Because of the overhead of using a function pointer in both assembly and
C code, changes have been made to avoid GMAPPED functions altogether.
Current, only cpu_setVBR() and gint_inth_callback() are left, the second
being used specifically to enable TLB misses when needed.
* Add a .gint.mappedrel section for the function pointers holding
addresses to GMAPPED functions; add function pointers for
cpu_setVBR() and gint_inth_callback()
* Move rram to address 0 instead of the hardcoded 0x8801c000
* Load GMAPPED functions at their linked address + the physical address
user RAM is mapped, to and compute their function pointers
* Remove the GMAPPED macro since no user function needs it anymore
* Add section flags "ax" (code) or "aw" (data) to every custom .section
in assembler code, as they default to unpredictable values that can
cause the section to be marked NOLOAD by the linker
* Update the main kernel, TMU, ETMU and RTC interrupt handlers to use
the new indirect calling method
This is made possible by new MMU functions giving direct access to the
physical area behind any virtualized page.

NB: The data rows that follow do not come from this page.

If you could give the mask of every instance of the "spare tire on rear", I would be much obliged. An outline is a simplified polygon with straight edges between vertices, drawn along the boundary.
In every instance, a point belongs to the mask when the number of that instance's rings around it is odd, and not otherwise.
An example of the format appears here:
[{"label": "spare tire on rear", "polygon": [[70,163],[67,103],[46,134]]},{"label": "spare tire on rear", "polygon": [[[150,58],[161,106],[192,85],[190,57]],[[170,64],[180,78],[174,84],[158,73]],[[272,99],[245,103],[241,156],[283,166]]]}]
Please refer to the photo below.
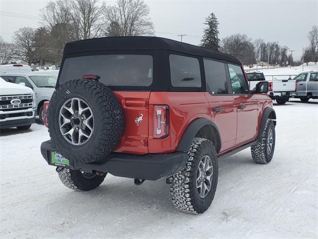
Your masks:
[{"label": "spare tire on rear", "polygon": [[102,161],[120,139],[123,113],[106,86],[92,80],[74,80],[53,94],[48,122],[52,141],[64,157],[77,163]]}]

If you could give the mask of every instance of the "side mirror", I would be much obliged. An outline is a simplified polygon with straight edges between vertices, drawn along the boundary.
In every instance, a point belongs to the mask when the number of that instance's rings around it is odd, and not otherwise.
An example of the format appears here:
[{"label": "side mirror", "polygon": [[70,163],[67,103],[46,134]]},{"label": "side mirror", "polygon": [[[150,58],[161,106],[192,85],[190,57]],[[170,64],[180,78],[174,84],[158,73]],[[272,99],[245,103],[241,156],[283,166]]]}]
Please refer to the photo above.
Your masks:
[{"label": "side mirror", "polygon": [[266,94],[268,92],[269,84],[268,81],[261,81],[256,84],[255,90],[252,91],[253,94]]}]

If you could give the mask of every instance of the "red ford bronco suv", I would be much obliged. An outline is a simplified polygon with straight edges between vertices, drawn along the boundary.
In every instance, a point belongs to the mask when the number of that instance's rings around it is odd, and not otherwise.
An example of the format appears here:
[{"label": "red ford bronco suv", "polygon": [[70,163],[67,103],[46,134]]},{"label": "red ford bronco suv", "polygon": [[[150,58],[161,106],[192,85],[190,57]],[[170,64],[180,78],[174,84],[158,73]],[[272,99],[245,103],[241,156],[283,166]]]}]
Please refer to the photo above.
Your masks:
[{"label": "red ford bronco suv", "polygon": [[256,163],[272,159],[268,84],[250,91],[235,58],[170,39],[68,43],[41,153],[72,189],[93,189],[108,173],[137,185],[166,179],[177,209],[202,213],[214,197],[218,159],[248,147]]}]

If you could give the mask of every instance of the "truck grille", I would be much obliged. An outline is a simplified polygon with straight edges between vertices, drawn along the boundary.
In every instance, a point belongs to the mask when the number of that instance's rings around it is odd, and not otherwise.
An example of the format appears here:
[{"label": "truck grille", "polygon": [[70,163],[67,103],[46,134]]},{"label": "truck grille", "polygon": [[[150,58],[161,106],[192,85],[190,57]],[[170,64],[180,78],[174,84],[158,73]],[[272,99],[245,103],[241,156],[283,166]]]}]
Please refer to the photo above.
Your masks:
[{"label": "truck grille", "polygon": [[[19,105],[11,104],[11,101],[16,99],[21,101]],[[30,94],[0,96],[0,109],[3,111],[21,110],[32,107],[32,96]]]}]

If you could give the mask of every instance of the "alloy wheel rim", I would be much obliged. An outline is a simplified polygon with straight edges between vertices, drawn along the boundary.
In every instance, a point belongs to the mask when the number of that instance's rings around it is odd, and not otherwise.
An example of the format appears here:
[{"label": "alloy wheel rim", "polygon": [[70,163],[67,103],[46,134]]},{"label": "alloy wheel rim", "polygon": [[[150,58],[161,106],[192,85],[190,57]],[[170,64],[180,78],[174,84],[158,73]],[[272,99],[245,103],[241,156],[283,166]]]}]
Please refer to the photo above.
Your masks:
[{"label": "alloy wheel rim", "polygon": [[212,160],[208,155],[203,156],[199,163],[197,171],[196,185],[199,196],[204,198],[212,187],[213,166]]},{"label": "alloy wheel rim", "polygon": [[92,111],[81,99],[69,99],[60,110],[59,125],[61,133],[69,143],[74,145],[83,144],[94,132]]},{"label": "alloy wheel rim", "polygon": [[272,152],[273,142],[273,130],[270,128],[267,135],[267,154],[270,154]]}]

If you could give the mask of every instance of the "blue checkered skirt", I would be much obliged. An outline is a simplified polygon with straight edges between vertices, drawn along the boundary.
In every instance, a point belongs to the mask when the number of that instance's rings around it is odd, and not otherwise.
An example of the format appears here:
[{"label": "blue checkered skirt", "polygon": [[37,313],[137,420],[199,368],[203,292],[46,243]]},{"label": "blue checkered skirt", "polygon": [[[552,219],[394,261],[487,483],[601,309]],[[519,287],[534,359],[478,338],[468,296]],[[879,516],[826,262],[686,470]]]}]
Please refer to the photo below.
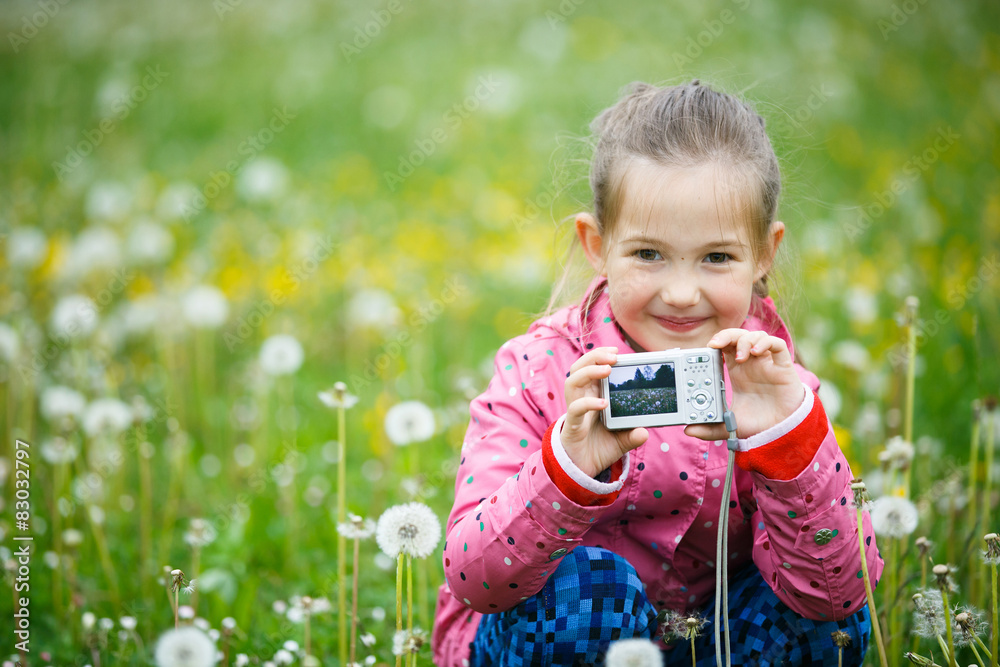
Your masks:
[{"label": "blue checkered skirt", "polygon": [[[867,606],[840,621],[802,618],[778,599],[753,565],[730,577],[729,610],[734,665],[835,665],[839,649],[831,633],[836,630],[851,636],[844,665],[861,665],[868,650]],[[709,622],[695,640],[697,664],[710,667],[715,665],[714,602],[700,614]],[[607,549],[577,547],[538,594],[513,609],[483,616],[469,664],[603,665],[612,642],[653,639],[657,630],[657,612],[635,568]],[[664,651],[663,662],[690,665],[690,643]]]}]

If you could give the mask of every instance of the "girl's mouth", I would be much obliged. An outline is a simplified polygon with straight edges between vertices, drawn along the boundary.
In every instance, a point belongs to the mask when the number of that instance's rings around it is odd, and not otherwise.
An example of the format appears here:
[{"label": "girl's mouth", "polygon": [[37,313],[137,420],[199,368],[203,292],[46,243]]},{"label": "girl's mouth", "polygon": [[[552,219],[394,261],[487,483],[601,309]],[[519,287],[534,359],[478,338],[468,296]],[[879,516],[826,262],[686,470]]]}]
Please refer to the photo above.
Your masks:
[{"label": "girl's mouth", "polygon": [[697,329],[707,319],[705,317],[657,317],[656,321],[670,331],[684,332]]}]

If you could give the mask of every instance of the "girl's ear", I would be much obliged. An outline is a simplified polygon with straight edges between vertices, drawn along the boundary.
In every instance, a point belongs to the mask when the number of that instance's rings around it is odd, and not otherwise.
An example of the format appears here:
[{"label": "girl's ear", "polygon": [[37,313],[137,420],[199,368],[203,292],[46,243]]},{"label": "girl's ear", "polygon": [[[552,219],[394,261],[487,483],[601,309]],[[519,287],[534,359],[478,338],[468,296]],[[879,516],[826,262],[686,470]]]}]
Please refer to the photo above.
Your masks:
[{"label": "girl's ear", "polygon": [[600,275],[607,275],[604,268],[603,239],[597,227],[597,220],[589,213],[576,216],[576,235],[580,237],[580,245],[587,255],[587,261]]},{"label": "girl's ear", "polygon": [[767,232],[767,246],[764,248],[764,254],[761,256],[760,261],[757,262],[757,273],[754,274],[754,282],[766,276],[771,270],[771,267],[774,265],[774,258],[778,254],[778,246],[781,245],[783,238],[785,238],[785,223],[775,220],[771,223],[771,228]]}]

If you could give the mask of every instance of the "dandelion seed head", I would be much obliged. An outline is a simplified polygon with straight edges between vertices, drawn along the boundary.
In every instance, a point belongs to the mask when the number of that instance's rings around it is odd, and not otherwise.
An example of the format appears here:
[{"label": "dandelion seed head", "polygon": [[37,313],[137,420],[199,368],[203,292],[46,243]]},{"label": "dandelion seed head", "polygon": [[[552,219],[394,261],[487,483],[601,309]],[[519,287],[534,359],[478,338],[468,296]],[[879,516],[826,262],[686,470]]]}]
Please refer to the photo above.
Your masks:
[{"label": "dandelion seed head", "polygon": [[648,639],[622,639],[612,642],[605,660],[608,667],[661,667],[663,654]]},{"label": "dandelion seed head", "polygon": [[426,558],[441,539],[441,524],[423,503],[406,503],[387,509],[375,527],[375,541],[390,558],[403,553]]},{"label": "dandelion seed head", "polygon": [[929,588],[914,595],[913,633],[918,637],[933,639],[944,632],[944,601],[941,591]]},{"label": "dandelion seed head", "polygon": [[385,414],[385,433],[399,447],[430,440],[435,428],[434,412],[420,401],[397,403]]},{"label": "dandelion seed head", "polygon": [[83,430],[90,437],[117,436],[132,425],[132,409],[117,398],[99,398],[83,413]]},{"label": "dandelion seed head", "polygon": [[358,397],[347,393],[347,385],[335,382],[331,389],[319,392],[319,400],[328,408],[344,408],[350,410],[358,403]]},{"label": "dandelion seed head", "polygon": [[87,400],[80,392],[55,385],[42,392],[40,411],[46,421],[60,425],[67,419],[79,419],[87,407]]},{"label": "dandelion seed head", "polygon": [[158,667],[212,667],[215,644],[198,628],[168,630],[156,643]]},{"label": "dandelion seed head", "polygon": [[181,309],[188,324],[196,329],[218,329],[229,316],[229,301],[219,288],[198,285],[184,295]]},{"label": "dandelion seed head", "polygon": [[913,463],[913,444],[894,436],[886,443],[885,449],[879,452],[878,460],[885,466],[894,470],[909,470]]},{"label": "dandelion seed head", "polygon": [[268,375],[290,375],[299,370],[304,359],[302,344],[288,334],[271,336],[260,348],[260,368]]},{"label": "dandelion seed head", "polygon": [[879,536],[906,537],[917,529],[919,520],[917,506],[906,498],[884,496],[872,505],[872,528]]}]

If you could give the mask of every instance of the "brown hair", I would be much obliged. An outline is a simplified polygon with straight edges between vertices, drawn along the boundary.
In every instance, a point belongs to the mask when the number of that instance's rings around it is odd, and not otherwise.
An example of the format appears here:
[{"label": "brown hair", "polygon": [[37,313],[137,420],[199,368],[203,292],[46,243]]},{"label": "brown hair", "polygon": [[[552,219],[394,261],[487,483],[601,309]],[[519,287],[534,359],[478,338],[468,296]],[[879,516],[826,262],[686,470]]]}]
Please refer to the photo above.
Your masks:
[{"label": "brown hair", "polygon": [[[657,87],[633,82],[621,99],[590,124],[596,147],[590,164],[590,189],[598,231],[614,230],[625,196],[625,176],[637,161],[664,167],[715,164],[725,168],[729,185],[742,203],[754,256],[766,247],[775,220],[781,173],[764,130],[764,119],[732,95],[695,79]],[[570,280],[567,266],[549,301],[551,312]],[[767,296],[767,276],[754,285]]]}]

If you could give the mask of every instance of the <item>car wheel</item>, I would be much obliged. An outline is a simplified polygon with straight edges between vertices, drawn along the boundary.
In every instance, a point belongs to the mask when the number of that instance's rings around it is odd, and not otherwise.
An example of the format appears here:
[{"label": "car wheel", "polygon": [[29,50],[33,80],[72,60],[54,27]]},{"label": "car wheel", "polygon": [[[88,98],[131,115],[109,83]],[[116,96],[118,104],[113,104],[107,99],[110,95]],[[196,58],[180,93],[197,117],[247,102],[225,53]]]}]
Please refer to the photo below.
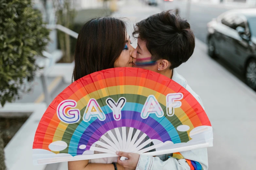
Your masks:
[{"label": "car wheel", "polygon": [[250,60],[246,69],[246,83],[253,89],[256,90],[256,60]]},{"label": "car wheel", "polygon": [[213,38],[210,37],[208,40],[208,54],[213,58],[216,58],[215,44]]}]

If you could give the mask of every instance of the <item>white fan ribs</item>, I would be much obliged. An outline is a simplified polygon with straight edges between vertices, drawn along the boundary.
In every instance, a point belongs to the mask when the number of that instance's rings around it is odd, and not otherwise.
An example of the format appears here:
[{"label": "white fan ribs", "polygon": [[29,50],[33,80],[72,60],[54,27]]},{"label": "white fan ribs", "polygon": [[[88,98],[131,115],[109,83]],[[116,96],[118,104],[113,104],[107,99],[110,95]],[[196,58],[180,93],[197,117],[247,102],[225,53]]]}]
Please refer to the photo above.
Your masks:
[{"label": "white fan ribs", "polygon": [[151,139],[146,140],[144,143],[142,143],[141,145],[135,148],[133,150],[131,150],[131,152],[133,153],[135,153],[137,151],[138,151],[141,150],[141,149],[143,148],[144,147],[146,146],[147,145],[148,145],[150,144],[150,142],[152,142],[152,140]]},{"label": "white fan ribs", "polygon": [[131,136],[132,136],[132,133],[133,132],[133,128],[130,127],[130,129],[129,130],[129,132],[128,133],[128,135],[127,137],[127,141],[126,143],[126,146],[125,147],[125,152],[127,152],[127,149],[128,147],[130,145],[130,143],[131,142]]},{"label": "white fan ribs", "polygon": [[93,146],[91,147],[91,149],[93,150],[95,150],[96,151],[98,151],[99,152],[102,152],[112,154],[115,154],[115,152],[113,152],[112,150],[111,150],[107,149],[105,149],[104,148],[98,148],[97,147],[94,147]]},{"label": "white fan ribs", "polygon": [[117,150],[113,148],[112,147],[108,145],[107,145],[105,143],[104,143],[103,142],[101,142],[100,141],[97,141],[95,142],[95,143],[96,144],[98,145],[99,145],[103,147],[104,148],[105,148],[107,149],[108,149],[109,150],[113,151],[113,152],[116,152],[116,151],[117,151]]},{"label": "white fan ribs", "polygon": [[142,142],[142,141],[145,139],[146,136],[147,135],[146,134],[143,134],[143,135],[142,135],[141,137],[139,138],[136,142],[135,142],[135,144],[131,147],[130,149],[130,150],[131,150],[131,152],[132,150],[135,149],[136,147],[137,147],[141,143],[141,142]]},{"label": "white fan ribs", "polygon": [[116,150],[119,150],[119,149],[117,148],[117,147],[116,147],[116,146],[115,145],[115,144],[113,143],[111,140],[110,140],[110,139],[109,139],[107,137],[106,137],[105,136],[103,135],[101,137],[101,138],[105,141],[108,143],[109,145],[112,147],[113,148],[115,149]]},{"label": "white fan ribs", "polygon": [[125,151],[126,146],[126,127],[122,127],[122,134],[123,139],[123,151]]},{"label": "white fan ribs", "polygon": [[115,131],[116,134],[116,137],[117,137],[117,139],[118,140],[118,143],[120,146],[120,150],[123,151],[123,140],[121,136],[121,134],[120,134],[120,132],[119,131],[119,129],[118,128],[115,128]]},{"label": "white fan ribs", "polygon": [[148,151],[149,151],[151,150],[152,150],[154,149],[155,149],[156,148],[159,148],[159,147],[161,147],[163,145],[166,145],[166,144],[164,144],[164,143],[161,143],[158,144],[157,144],[157,145],[153,145],[152,146],[150,146],[149,147],[148,147],[147,148],[146,148],[145,149],[142,149],[140,150],[139,150],[139,151],[137,151],[136,153],[138,154],[141,154],[141,153],[144,153],[144,152],[147,152]]},{"label": "white fan ribs", "polygon": [[133,137],[132,138],[132,139],[130,143],[130,144],[129,145],[129,146],[127,148],[127,152],[130,152],[130,150],[132,146],[134,144],[135,141],[136,141],[136,139],[137,139],[137,138],[138,137],[138,136],[139,136],[139,135],[140,134],[140,132],[141,131],[139,129],[137,129],[137,131],[136,131],[136,133],[135,133],[134,136],[133,136]]}]

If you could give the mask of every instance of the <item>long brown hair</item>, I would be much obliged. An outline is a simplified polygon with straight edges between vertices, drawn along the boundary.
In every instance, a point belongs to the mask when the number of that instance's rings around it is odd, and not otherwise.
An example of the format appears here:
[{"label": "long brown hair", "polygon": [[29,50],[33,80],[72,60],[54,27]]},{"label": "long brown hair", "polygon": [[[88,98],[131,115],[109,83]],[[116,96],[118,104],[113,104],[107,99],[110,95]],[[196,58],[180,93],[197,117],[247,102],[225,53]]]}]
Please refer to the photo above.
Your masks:
[{"label": "long brown hair", "polygon": [[[94,18],[80,30],[75,51],[75,81],[94,72],[114,67],[124,49],[126,23],[111,17]],[[72,78],[72,80],[73,80]]]}]

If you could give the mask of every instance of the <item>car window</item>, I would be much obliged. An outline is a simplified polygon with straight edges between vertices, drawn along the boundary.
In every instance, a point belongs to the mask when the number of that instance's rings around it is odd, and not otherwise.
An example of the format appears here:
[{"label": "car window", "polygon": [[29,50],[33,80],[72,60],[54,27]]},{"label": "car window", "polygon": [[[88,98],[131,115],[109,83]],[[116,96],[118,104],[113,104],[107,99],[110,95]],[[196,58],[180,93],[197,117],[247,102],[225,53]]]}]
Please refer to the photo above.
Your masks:
[{"label": "car window", "polygon": [[234,19],[234,24],[233,29],[236,29],[237,27],[241,27],[245,30],[245,22],[244,20],[240,17],[236,17]]},{"label": "car window", "polygon": [[256,36],[256,18],[248,18],[247,21],[251,35]]},{"label": "car window", "polygon": [[221,23],[233,28],[232,27],[234,27],[234,16],[230,15],[224,16],[221,20]]}]

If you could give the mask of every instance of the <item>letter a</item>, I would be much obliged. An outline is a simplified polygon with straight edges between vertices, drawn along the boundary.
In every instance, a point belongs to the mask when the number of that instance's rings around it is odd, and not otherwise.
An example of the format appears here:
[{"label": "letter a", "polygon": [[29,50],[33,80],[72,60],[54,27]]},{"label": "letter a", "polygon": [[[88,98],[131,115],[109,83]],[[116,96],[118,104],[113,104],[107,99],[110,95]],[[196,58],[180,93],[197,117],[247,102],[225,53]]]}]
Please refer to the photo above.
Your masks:
[{"label": "letter a", "polygon": [[107,99],[107,104],[113,111],[113,116],[116,120],[119,120],[121,119],[121,110],[125,106],[126,102],[126,99],[124,97],[119,98],[117,103],[111,98]]},{"label": "letter a", "polygon": [[172,116],[174,114],[174,108],[179,107],[181,106],[181,102],[179,100],[183,98],[183,94],[181,93],[170,93],[166,96],[166,112],[169,116]]},{"label": "letter a", "polygon": [[94,99],[91,99],[85,108],[83,117],[83,120],[87,122],[90,121],[92,117],[97,117],[101,121],[106,119],[105,114],[100,108],[97,101]]},{"label": "letter a", "polygon": [[141,116],[142,119],[146,119],[151,113],[156,114],[159,118],[163,116],[163,111],[153,95],[149,95],[147,97],[142,108]]}]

* Add an mmu_translate() function to query the TLB
* Add an mmu_uram() function to access user RAM from P1
The exception catching mechanism has been modified to avoid the use of
GMAPPED functions altogether.
* Set SR.BL=0 and SR.IMASK=15 before calling exception catchers
* Move gint_exc_skip() to normal text ROM
* Also fix registers not being popped off the stack before a panic
The timer drivers have also been modified to avoid GMAPPED functions.
* Invoke timer_stop() through gint_inth_callback() and move it to ROM
* Move and expand the ETMU driver to span 3 blocks at 0xd00 (ETMU4)
* Remove the timer_clear() function by inlining it into the ETMU handler
(TCR is provided within the storage block of each timer)
* Also split src/timer/inth.s into src/timer/inth-{tmu,etmu}.s
Additionally, VBR addresses are now determined at runtime to further
reduce hardcoded memory layout addresses in the linker script.
* Determine fx-9860G VBR addresses dynamically from mmu_uram()
* Determine fx-CG 50 VBR addresses dynamically from mmu_uram()
* Remove linker symbols for VBR addresses
Comments and documentation have been updated throughout the code to
reflect the changes.